Yangon/Singapore - Many young women in Myanmar's (Burma's)
Irrawaddy delta region have stopped wearing their hair traditionally
long, word goes.
Too many of them died in the metre-high floods brought on by
Cyclone Nargis, because their hair got entangled in tree branches, or
were strangled by their own hair as it wrapped around their neck.
Whether that is true or not is hard to verify. But hundreds of
thousands were traumatised by the worst natural catastrophe the
country has ever seen.
More than 138,000 lives were lost during the cyclone in May, and
some 2.4 million people lost their belongings, while about 800,000
homes were destroyed.
The world community reacted with outrage over the heartlessness
of Myanmar's military regime, which delayed deployment of troops to
the affected area so they could instead conduct a highly criticized
public referendum on the country's constitution.
Thousands of foreign relief workers were stranded outside the
country's borders because the paranoid regime denied them entry
visas.
Now, six months after the disaster, life is improving all over the
delta.
The next rice harvest is due, families are able again to feed
themselves, and field work provides income opportunities.
'The situation is now under control,' said Chris Kaye, a
representative of the World Food Programme (WFP) in Yangon.
'While we still have to provide food for 740,000 people, we hope
to reduce this figure to about half after the upcoming harvest has
been brought in,' he added.
But relief aid is still lacking in some remote regions to this
day.
'Many families in remote areas of the Irrawaddy delta still only
live in badly repaired huts, and children are malnourished and
sick,' said Helga Stamm-Berg of the non-governmental relief
organization World Vision.
But in its hour of greatest need and largely cut off from foreign
aid, Myanmar's society has showed enormous selflessness, compassion
and resilience.
'It was an incredible solidarity.
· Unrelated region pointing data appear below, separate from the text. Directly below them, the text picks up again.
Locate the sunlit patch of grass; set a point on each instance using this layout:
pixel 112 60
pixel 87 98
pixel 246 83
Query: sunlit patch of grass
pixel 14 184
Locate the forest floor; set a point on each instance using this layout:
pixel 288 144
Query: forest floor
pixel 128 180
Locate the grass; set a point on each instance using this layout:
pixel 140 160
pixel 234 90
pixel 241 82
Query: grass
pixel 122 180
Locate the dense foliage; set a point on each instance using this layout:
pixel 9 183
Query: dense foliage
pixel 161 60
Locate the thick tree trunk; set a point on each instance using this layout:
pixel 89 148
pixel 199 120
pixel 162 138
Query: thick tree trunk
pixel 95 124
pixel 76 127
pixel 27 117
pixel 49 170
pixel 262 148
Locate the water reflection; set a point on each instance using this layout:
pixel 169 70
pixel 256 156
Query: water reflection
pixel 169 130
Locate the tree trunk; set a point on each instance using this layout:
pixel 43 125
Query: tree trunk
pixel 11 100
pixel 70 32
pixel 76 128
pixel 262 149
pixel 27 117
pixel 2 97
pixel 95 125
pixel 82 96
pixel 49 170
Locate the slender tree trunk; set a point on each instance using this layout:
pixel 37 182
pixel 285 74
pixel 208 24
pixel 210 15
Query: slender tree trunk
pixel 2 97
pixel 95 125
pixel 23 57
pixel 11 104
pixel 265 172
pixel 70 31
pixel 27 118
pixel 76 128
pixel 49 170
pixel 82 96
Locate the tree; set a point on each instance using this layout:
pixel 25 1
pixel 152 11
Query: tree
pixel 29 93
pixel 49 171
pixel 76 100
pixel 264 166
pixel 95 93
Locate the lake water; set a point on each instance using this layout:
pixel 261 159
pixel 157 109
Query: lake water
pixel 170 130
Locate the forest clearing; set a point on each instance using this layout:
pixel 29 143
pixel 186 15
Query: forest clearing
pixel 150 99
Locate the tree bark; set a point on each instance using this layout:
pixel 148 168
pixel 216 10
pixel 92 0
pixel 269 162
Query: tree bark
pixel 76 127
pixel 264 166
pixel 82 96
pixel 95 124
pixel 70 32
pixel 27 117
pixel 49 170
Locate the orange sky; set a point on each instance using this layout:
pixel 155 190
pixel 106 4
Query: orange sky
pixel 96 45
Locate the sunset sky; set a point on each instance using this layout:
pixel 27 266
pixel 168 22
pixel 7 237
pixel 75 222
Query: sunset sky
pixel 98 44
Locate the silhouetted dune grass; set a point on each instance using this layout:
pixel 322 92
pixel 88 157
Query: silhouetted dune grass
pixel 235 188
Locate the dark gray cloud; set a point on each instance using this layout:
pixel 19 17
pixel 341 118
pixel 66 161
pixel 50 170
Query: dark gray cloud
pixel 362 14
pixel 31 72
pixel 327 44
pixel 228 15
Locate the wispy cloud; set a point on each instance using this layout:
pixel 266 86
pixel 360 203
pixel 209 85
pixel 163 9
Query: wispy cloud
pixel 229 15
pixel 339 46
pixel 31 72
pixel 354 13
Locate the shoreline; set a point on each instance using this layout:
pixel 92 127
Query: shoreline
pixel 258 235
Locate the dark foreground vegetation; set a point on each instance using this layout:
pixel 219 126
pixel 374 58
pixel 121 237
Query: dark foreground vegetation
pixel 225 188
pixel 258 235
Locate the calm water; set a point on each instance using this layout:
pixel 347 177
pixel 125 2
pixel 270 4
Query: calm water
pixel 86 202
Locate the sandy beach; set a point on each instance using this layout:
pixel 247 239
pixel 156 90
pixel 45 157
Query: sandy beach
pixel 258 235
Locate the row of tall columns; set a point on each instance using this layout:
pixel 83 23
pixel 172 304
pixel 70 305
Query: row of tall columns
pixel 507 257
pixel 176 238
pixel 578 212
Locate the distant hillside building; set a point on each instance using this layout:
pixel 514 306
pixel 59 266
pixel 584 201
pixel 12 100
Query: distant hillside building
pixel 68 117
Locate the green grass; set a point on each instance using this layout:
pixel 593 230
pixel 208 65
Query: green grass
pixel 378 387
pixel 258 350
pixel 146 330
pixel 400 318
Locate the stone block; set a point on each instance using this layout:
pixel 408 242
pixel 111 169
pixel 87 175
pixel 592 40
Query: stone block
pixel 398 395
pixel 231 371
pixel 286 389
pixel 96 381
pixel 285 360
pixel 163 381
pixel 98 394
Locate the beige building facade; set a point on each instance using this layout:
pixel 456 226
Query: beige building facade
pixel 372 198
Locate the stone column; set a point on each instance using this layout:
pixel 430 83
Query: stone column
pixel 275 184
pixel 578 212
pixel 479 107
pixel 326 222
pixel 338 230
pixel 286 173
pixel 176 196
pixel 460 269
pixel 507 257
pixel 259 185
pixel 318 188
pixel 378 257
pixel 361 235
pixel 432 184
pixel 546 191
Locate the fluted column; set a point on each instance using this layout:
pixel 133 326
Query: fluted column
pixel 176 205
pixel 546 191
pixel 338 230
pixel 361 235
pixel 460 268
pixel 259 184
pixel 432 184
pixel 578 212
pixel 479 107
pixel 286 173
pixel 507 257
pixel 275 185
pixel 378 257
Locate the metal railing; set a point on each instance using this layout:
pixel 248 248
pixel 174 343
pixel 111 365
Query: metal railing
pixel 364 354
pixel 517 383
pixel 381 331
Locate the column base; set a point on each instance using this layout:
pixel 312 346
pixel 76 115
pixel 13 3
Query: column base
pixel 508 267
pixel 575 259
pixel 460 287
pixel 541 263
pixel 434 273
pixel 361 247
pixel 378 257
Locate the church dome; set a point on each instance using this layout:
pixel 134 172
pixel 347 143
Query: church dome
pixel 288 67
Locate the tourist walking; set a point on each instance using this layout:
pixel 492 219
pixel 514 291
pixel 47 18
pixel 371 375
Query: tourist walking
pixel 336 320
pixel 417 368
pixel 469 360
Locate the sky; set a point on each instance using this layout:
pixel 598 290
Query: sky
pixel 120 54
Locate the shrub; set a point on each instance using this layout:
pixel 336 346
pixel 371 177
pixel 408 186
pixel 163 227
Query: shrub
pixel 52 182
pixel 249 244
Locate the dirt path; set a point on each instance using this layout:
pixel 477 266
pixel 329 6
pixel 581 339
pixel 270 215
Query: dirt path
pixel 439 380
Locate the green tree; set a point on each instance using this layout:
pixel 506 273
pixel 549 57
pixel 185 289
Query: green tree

My neighbour sold his wife's
jewelry, bought drinking water and noodles with the money and simply
started distributing the goods,' recounted a woman in Yangon.
'A unique culture of solidarity emerged during the cyclone's
aftermath' agreed Kaye.
'People not only raised some money for the cyclone's survivors and
then moved on, but they deployed all their resources for weeks and
months,' he explained.
Only four long weeks after the disaster and only after numerous
appeals by the United Nations did the junta finally open the country
to large-scale foreign aid.
Since then, a plethora of foreign relief organizations has
started working in Myanmar.
They build schools and latrines, pump salt water out of
contaminated pools, educate farmers about new farming methods and
bring new working animals and livestock into the country.
Still, Kaye estimates that the impending rice harvest of some 8
million tons will be about one third smaller than the usual yield.
'Due to the disaster the rice paddies could only be planted four
to six weeks later than normal,' said Klaus Lohmann of Germany's
Welthungerhilfe (World Hunger Aid), who currently is in Myanmar
together with 60 co-workers.
Then the paddies were invaded by freshwater crabs who started
eating the young rice plants.
'The crabs come every year, but usually the plants are already
stronger and less vulnerable by that time,' he explained, adding
that in some areas up to one quarter of paddies were lost to crabs.
Vocal outrage against the delayed aid from the military
government has been heard nowhere.
'The cyclone was the best thing that could have happened to the
junta,' said a local journalist in Yangon.
'After Nargis nobody had time to become outraged, and today the
junta has consolidated its power more securely than ever before,' he
told Deutsche Presse-Agentur dpa on condition of anonymity.
A former political prisoner even defended the ruling generals.
'US first lady Laura Bush called the disaster an opportunity for
a possible regime change, and then foreign warships appeared off
Myanmar's coast allegedly carrying relief goods. One really couldn't
blame the generals for becoming suspicious,' he said.
Some of the foreign aid workers in the country also speak with
respect for the junta.
'One thing became clear: The government is not a monolithic
block,' said one of them who often has to deal with high-ranking
officials about aid programmes.
'Some of them recognise that the country can profit from
cooperating with the international community. But between these
technocrats and the leading generals there still exists a concrete
wall several metres thick,' he admitted.